Puis pour répondre à la deuxième partie de la question, comment est-ce qu’on explique la catastrophe ? Quel sens donner à cet événement-là ? Ce qui est très intéressant c’est de voir qu’il n’y a pas un sens mais il y a une multiplicité de sens que les différents acteurs donnent… J’ai dégagé trois scénarios qui expliquent cette catastrophe. Le premier c’est « le châtiment divin », d’où le « désastre ». Le désastre c’est vraiment le mauvais astre, la chance qui s'est détournée. Le deuxième c’est, « c’est la nature qui se venge » et le troisième c’est celui que j’ai appelé le « scénario du risque », c'est-à-dire les activités de l’homme : le manque de prévention, le manque de planification. Trois scénarios.

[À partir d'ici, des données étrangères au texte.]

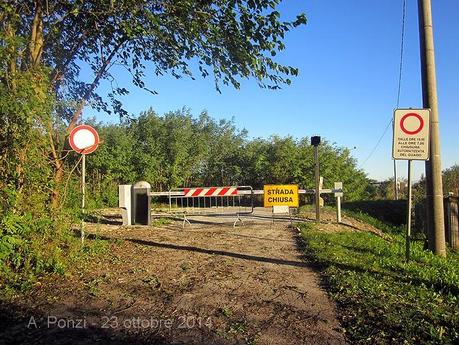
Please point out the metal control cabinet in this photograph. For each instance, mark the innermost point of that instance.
(141, 203)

On pourrait se dire très facilement, on imagine que les gens des quartiers populaires vont utiliser plutôt le scénario religieux et puis, plutôt les experts vont utiliser le scénario du risque et puis, certains qui vont utiliser le scénario naturaliste... et en fait on se rend compte qu’au sein de la société vénézuélienne tout le monde circule d’un scénario à l’autre. C’est ça ce qui est très intéressant parce que on voit que ce sont des scénarios qui sont poreux dans le sens où ils offrent des outils à chacun des acteurs, en fonction des situations, pour répondre à l’immensité de l’événement. Il faut quand même rappeler qu’on n’est pas face à des éboulements de terrain comme on voit tous les ans. On est face à un événement qui dépasse l’entendement. Un événement majeur dans le sens où il engloutit sous les yeux de tous, une partie du pays, et auquel il faut donner du sens. On va donc aller chercher dans chacun des scénarios des outils interprétatifs pour répondre à ce désastre. Donc c’est plutôt les sens qu’on donne à la catastrophe.